초록 열기/닫기 버튼

In this paper, we studied the basic humanities work that linguists can perform in the preprocessing process for natural language processing. Embedding an atypical and infinite human language into a structured and finite computer resource is a very important task that has not yet been solved, but must be solved in order to complete the natural language processing by artificial intelligence.
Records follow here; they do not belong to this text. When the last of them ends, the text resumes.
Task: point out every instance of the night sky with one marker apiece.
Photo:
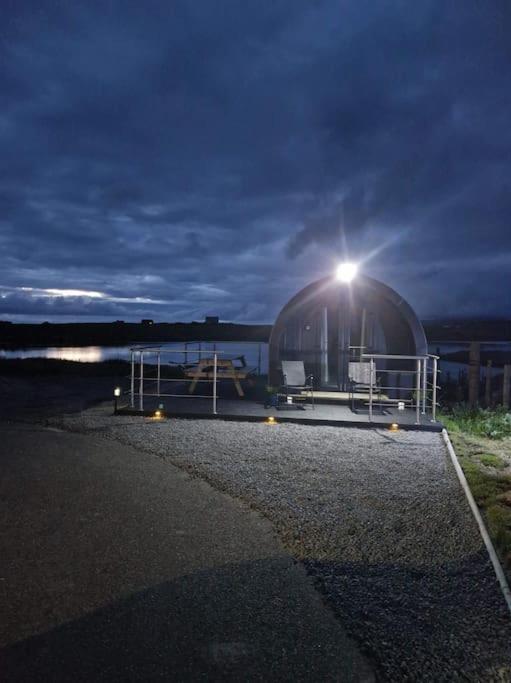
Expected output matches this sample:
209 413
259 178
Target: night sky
174 159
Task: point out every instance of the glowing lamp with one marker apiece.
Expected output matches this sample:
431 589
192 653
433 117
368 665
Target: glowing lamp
346 272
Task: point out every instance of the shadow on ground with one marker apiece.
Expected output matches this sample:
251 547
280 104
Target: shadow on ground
428 624
210 625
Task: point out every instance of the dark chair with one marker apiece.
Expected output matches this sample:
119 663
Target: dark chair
296 385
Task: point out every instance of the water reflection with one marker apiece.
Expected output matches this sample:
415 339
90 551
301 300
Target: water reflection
82 354
255 354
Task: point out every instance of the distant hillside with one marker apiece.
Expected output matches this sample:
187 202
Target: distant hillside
14 335
467 330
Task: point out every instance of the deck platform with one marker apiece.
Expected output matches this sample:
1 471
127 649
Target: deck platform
246 409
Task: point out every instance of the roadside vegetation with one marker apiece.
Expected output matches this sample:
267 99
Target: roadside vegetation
482 441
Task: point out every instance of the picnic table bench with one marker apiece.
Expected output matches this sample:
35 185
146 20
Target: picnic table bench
225 369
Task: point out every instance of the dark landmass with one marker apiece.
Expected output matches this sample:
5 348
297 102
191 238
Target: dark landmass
467 330
20 335
498 358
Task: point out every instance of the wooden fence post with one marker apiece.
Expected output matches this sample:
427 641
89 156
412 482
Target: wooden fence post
487 385
506 384
474 363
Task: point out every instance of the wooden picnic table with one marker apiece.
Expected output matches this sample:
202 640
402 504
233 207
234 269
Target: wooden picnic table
225 369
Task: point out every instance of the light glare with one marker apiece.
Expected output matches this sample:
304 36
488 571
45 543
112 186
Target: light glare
346 272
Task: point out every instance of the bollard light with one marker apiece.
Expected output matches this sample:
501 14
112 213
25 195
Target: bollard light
117 393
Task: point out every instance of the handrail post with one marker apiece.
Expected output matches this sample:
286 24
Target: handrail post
371 366
424 383
435 370
132 383
418 392
141 385
214 382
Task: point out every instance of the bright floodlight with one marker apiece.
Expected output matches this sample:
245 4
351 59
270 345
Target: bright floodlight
346 272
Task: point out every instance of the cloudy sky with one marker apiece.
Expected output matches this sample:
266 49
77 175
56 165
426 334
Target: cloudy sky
175 159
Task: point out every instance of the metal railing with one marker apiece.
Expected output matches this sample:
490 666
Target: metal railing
421 391
139 356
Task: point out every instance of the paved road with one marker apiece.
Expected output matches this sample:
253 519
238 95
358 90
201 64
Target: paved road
117 566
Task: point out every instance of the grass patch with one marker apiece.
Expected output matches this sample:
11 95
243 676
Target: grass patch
485 487
491 424
471 431
492 460
499 527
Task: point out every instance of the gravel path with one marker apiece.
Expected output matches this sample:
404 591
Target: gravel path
378 519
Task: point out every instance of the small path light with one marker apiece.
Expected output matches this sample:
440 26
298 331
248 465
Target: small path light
117 393
346 272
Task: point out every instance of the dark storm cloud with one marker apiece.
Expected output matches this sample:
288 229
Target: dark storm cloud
218 156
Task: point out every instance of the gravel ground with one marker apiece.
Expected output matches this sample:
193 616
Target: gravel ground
378 519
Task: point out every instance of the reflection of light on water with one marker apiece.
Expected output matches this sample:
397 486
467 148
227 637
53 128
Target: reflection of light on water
83 354
97 354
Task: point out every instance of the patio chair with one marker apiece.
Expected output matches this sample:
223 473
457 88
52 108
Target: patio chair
359 380
296 385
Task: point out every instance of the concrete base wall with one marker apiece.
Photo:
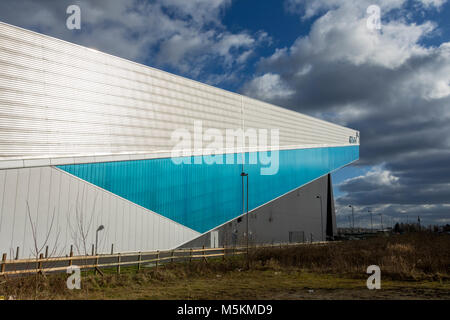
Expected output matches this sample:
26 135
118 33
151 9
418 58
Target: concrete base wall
293 217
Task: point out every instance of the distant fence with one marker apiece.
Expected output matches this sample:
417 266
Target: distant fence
13 267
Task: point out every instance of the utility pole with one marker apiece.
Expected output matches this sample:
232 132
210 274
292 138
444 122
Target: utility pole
353 219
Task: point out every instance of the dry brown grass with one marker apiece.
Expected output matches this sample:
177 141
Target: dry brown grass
336 270
405 257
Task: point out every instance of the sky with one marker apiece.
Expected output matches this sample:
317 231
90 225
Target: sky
316 57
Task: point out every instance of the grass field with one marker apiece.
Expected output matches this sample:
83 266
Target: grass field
414 266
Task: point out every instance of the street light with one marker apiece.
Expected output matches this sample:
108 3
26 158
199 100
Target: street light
243 174
100 228
321 215
353 218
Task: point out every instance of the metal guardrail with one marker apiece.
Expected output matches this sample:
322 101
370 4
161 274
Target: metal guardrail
96 262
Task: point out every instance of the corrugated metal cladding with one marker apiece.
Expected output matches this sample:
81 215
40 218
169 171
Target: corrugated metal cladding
60 205
203 196
60 99
107 123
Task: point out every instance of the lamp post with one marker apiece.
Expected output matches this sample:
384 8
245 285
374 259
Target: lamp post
371 221
353 218
321 214
100 228
243 174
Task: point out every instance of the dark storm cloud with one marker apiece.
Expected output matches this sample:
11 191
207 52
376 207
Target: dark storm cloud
383 83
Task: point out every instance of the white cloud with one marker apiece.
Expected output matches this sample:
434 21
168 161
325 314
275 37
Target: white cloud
268 87
186 36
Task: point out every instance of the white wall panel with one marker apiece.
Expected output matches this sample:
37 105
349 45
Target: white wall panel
76 205
59 99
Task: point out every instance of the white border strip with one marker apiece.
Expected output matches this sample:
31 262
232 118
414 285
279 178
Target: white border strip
17 163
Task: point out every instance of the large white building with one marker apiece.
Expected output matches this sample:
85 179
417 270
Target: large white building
86 139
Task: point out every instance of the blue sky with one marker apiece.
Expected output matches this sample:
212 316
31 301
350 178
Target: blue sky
315 57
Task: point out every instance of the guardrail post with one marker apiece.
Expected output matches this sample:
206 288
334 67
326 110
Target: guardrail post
157 260
139 263
3 262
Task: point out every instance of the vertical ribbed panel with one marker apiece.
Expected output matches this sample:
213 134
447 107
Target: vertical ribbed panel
60 203
202 196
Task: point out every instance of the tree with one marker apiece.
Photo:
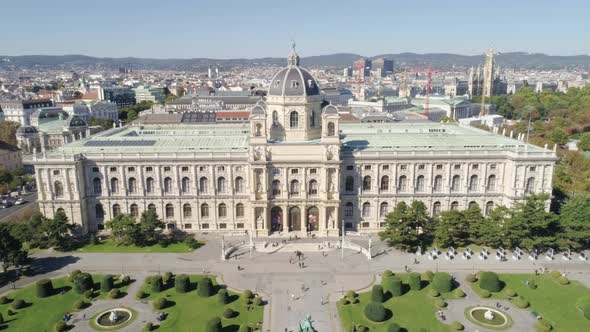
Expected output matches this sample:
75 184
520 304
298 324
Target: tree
574 222
584 143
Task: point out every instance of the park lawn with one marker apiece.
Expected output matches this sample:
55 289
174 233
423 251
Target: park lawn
41 314
191 312
412 311
109 246
556 303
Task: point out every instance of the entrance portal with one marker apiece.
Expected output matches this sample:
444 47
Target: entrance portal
313 219
294 219
276 219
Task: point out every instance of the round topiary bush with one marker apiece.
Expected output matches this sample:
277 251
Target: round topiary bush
414 281
228 313
60 326
490 282
182 283
427 276
374 311
456 326
83 282
156 284
80 304
114 293
205 288
107 283
18 304
520 302
377 294
442 282
543 326
44 288
393 327
440 303
471 277
160 303
213 325
563 280
222 297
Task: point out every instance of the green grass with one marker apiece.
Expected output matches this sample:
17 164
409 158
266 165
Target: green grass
412 311
109 246
42 314
190 312
556 303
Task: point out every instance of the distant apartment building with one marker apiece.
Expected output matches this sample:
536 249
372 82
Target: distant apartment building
20 110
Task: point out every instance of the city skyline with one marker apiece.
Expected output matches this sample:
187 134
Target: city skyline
181 30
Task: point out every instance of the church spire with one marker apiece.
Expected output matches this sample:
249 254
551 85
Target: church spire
293 59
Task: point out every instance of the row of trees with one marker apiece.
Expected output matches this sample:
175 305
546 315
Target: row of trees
527 225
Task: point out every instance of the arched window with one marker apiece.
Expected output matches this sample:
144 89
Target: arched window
383 209
203 185
221 184
276 188
116 210
491 183
349 184
222 210
436 209
366 210
456 183
403 183
313 187
239 210
294 188
114 185
473 182
530 186
132 185
331 129
489 207
187 211
99 212
185 185
239 184
97 184
437 183
169 211
149 185
58 189
385 183
294 120
420 184
168 185
367 183
134 210
349 209
204 210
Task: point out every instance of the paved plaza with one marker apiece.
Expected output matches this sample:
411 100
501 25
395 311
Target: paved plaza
291 291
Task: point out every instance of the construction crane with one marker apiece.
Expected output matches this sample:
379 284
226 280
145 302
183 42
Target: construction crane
428 71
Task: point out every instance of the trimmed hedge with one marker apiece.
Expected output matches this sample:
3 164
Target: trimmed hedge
377 294
374 311
490 282
205 288
182 283
414 281
213 325
44 288
442 282
222 297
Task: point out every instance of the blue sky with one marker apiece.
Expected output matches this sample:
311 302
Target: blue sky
259 28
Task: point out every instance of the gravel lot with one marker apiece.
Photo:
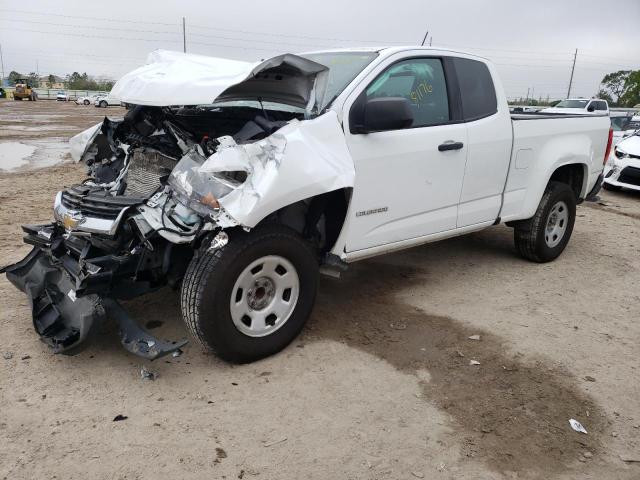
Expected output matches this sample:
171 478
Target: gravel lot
378 386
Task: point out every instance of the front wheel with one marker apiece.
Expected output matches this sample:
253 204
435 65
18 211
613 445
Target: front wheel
250 298
611 188
544 237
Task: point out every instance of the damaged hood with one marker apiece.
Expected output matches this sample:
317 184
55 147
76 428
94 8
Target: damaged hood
175 78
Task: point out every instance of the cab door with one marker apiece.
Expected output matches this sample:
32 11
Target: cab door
408 180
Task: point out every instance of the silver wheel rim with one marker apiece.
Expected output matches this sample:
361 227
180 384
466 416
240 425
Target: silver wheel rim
264 296
556 224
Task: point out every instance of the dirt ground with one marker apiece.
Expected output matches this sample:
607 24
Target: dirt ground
378 386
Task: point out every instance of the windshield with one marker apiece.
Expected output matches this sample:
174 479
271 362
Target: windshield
572 104
633 125
343 68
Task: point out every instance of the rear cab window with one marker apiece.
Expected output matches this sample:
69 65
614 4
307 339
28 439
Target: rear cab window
477 91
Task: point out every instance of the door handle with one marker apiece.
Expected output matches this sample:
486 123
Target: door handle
443 147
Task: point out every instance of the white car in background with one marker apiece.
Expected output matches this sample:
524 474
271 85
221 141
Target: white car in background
623 168
623 124
580 106
88 100
105 101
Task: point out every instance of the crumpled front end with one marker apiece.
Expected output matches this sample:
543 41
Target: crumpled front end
165 182
71 289
623 167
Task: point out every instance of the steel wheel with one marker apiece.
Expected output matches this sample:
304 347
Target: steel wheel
264 296
556 224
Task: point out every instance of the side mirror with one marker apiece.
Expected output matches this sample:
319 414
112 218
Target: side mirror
381 114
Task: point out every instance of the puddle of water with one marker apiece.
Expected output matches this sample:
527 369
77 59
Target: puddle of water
39 128
14 155
37 154
49 152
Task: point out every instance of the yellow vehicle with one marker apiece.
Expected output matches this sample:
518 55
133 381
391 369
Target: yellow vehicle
24 90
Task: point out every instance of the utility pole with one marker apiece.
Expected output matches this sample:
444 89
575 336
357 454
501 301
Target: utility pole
2 66
425 38
184 36
575 55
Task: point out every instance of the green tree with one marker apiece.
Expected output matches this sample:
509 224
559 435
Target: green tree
631 95
14 77
33 79
614 84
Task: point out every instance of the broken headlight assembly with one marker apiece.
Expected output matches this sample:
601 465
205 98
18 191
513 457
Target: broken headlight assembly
198 185
619 154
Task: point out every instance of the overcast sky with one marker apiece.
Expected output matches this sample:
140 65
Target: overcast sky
531 41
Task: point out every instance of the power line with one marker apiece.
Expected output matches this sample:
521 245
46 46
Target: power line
84 35
117 20
93 27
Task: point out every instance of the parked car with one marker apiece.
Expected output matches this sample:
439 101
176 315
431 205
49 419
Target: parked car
105 101
241 202
580 106
623 168
88 100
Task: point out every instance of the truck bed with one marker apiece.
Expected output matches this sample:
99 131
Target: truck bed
542 146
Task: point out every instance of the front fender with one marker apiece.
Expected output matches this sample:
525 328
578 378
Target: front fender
301 160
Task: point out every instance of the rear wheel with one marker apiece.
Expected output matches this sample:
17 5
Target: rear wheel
544 237
250 298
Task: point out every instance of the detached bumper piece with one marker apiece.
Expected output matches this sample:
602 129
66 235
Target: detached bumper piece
67 300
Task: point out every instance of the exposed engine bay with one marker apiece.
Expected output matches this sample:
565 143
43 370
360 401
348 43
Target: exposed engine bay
156 180
165 183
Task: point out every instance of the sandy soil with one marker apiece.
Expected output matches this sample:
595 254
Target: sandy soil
378 386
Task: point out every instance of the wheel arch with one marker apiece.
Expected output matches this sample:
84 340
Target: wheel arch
323 214
574 174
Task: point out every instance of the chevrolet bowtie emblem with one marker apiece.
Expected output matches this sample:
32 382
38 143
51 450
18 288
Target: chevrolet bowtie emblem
71 220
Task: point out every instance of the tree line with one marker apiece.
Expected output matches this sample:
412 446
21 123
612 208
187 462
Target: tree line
621 88
72 81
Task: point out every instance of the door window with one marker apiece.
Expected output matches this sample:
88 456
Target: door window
422 82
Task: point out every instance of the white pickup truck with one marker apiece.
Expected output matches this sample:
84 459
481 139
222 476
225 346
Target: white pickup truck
237 183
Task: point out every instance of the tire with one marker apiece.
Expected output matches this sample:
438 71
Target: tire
540 239
611 188
211 287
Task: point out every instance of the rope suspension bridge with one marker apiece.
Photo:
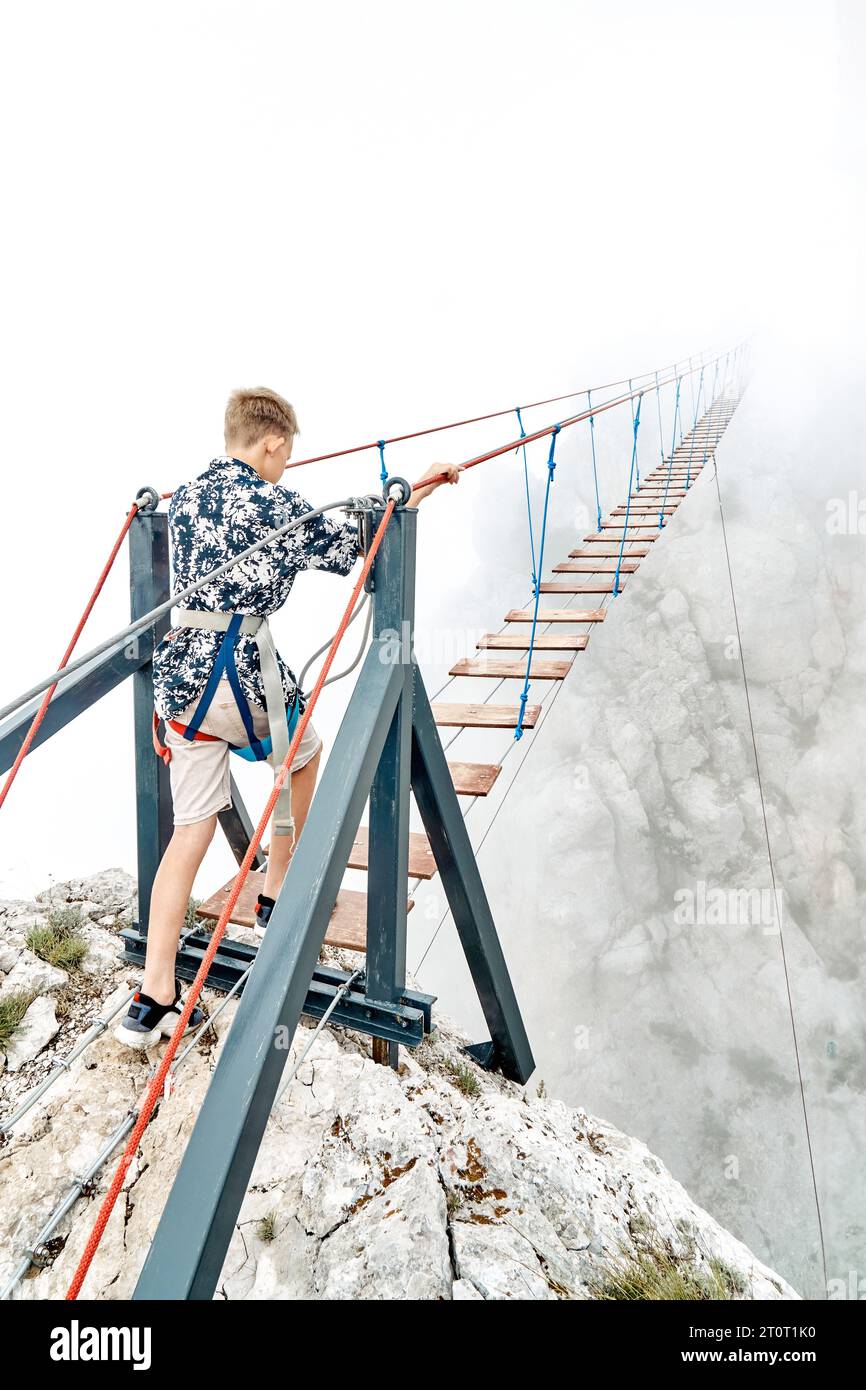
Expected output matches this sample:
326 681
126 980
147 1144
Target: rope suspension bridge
391 745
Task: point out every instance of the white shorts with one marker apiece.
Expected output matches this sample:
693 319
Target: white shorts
200 770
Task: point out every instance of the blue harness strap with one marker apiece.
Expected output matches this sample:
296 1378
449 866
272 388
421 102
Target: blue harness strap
224 663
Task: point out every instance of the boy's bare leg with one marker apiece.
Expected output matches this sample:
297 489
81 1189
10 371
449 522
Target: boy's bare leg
168 902
280 854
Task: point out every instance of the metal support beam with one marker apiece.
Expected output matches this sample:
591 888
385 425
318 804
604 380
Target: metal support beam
388 844
437 801
74 695
149 585
192 1237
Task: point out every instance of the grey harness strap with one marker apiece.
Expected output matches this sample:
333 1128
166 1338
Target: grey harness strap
274 701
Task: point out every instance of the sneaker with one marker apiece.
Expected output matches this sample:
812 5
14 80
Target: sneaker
146 1020
264 906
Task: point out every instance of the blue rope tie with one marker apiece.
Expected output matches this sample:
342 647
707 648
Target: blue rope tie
526 474
673 441
691 445
541 555
709 407
637 485
634 459
598 505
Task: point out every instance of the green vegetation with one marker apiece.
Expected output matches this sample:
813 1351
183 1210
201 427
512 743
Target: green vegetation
267 1228
658 1272
463 1077
60 941
11 1014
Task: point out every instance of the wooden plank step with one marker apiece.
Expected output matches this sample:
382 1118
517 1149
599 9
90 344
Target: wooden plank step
544 641
648 509
556 615
346 929
421 863
473 779
602 566
573 587
633 551
483 716
605 540
540 670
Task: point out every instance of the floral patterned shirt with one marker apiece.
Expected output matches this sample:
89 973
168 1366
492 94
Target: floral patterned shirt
220 513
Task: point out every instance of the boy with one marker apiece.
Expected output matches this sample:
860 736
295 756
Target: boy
218 680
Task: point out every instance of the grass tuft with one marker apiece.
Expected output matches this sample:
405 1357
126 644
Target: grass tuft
463 1077
11 1015
656 1272
60 941
267 1228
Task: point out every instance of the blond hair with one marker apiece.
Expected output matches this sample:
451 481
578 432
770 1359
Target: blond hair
252 414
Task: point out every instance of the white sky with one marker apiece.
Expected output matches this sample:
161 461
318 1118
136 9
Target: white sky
395 214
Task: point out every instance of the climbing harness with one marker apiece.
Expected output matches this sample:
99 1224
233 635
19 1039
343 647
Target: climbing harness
281 724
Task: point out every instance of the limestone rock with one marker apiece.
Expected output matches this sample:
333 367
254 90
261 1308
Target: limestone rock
113 891
36 1030
370 1184
31 975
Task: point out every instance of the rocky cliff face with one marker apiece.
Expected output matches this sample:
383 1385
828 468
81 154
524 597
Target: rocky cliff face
437 1182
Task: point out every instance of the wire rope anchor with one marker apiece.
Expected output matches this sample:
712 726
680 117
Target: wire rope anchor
148 499
395 481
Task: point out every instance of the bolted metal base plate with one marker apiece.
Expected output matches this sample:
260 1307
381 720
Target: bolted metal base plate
405 1022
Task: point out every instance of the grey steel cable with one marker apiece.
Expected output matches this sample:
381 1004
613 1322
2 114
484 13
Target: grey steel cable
63 1064
79 1184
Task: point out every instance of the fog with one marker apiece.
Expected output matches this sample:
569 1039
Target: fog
399 216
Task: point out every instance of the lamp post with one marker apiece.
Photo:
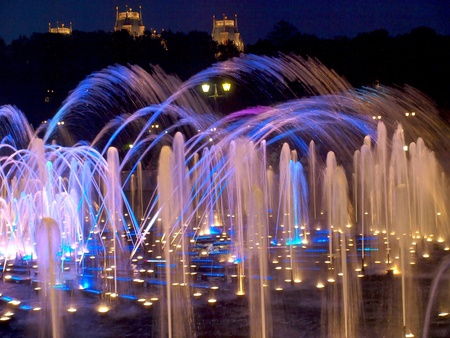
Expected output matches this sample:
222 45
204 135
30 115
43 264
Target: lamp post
206 87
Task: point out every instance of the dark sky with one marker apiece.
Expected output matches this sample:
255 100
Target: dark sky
324 18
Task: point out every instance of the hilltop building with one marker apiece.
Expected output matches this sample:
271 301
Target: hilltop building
60 30
226 29
130 21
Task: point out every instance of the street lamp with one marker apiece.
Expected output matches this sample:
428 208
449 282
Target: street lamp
226 86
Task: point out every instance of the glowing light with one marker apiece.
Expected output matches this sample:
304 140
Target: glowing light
103 309
226 86
205 87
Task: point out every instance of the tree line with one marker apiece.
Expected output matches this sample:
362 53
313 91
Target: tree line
38 72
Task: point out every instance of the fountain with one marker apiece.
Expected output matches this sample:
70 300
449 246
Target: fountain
146 197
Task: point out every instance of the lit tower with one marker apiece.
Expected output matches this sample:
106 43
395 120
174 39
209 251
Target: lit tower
60 29
130 21
224 30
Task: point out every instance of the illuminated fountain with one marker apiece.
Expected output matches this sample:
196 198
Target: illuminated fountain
313 192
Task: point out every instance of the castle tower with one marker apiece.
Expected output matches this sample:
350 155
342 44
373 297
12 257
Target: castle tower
60 30
130 21
224 30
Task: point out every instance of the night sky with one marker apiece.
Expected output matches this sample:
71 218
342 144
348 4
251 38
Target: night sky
324 18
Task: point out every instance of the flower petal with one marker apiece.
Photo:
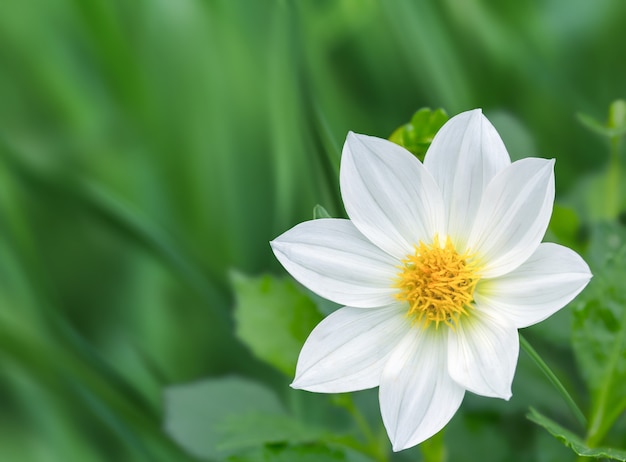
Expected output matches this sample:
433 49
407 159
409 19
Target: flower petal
348 349
482 354
417 396
464 156
513 215
333 259
542 285
389 195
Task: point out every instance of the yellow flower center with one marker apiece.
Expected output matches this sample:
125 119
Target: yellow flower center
438 284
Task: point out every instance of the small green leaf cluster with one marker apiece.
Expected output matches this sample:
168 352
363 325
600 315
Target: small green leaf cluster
589 219
418 133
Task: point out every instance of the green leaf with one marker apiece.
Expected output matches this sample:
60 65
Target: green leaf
273 318
320 212
599 329
574 441
565 225
417 135
299 453
196 414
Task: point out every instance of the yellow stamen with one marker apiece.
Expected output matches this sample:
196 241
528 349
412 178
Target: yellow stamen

In order to solve these tasks, humanities and linguistic knowledge must be mobilized, and engineering computational skills must be supported. In this paper, we introduced the underlying technology, focusing on the creation of the artificial intelligence synthesis corpus and the back translation, and introducing various issues for accurate meaning extraction in natural language. In the text, in particular, the problems of meaning accompaniment and categorization, morphological negation, direct visibility and implicitity, and existence were dealt with, and the introduction of Word2Vec, the concept of Subword, and the use of big data were suggested as engineering solutions. In connection with this, we proposed back translation and artificial intelligence synthesis corpus construction technologies, and explained that these technologies can play a particularly large role in natural language meaning extraction and multilingual translation. In fact, this research team conducted a Korean-English artificial intelligence translation test using the above technology, supported by NIPA high-performance computing resources. Based on a total of 4.6 million Korean-English parallel data, the data were trained by repeating 120 times for 60 days. It was found from the experimental results that the translation performance improved by about 5% when the back translation was repeated 40 times for 20 days (about 0.3 → 0.312).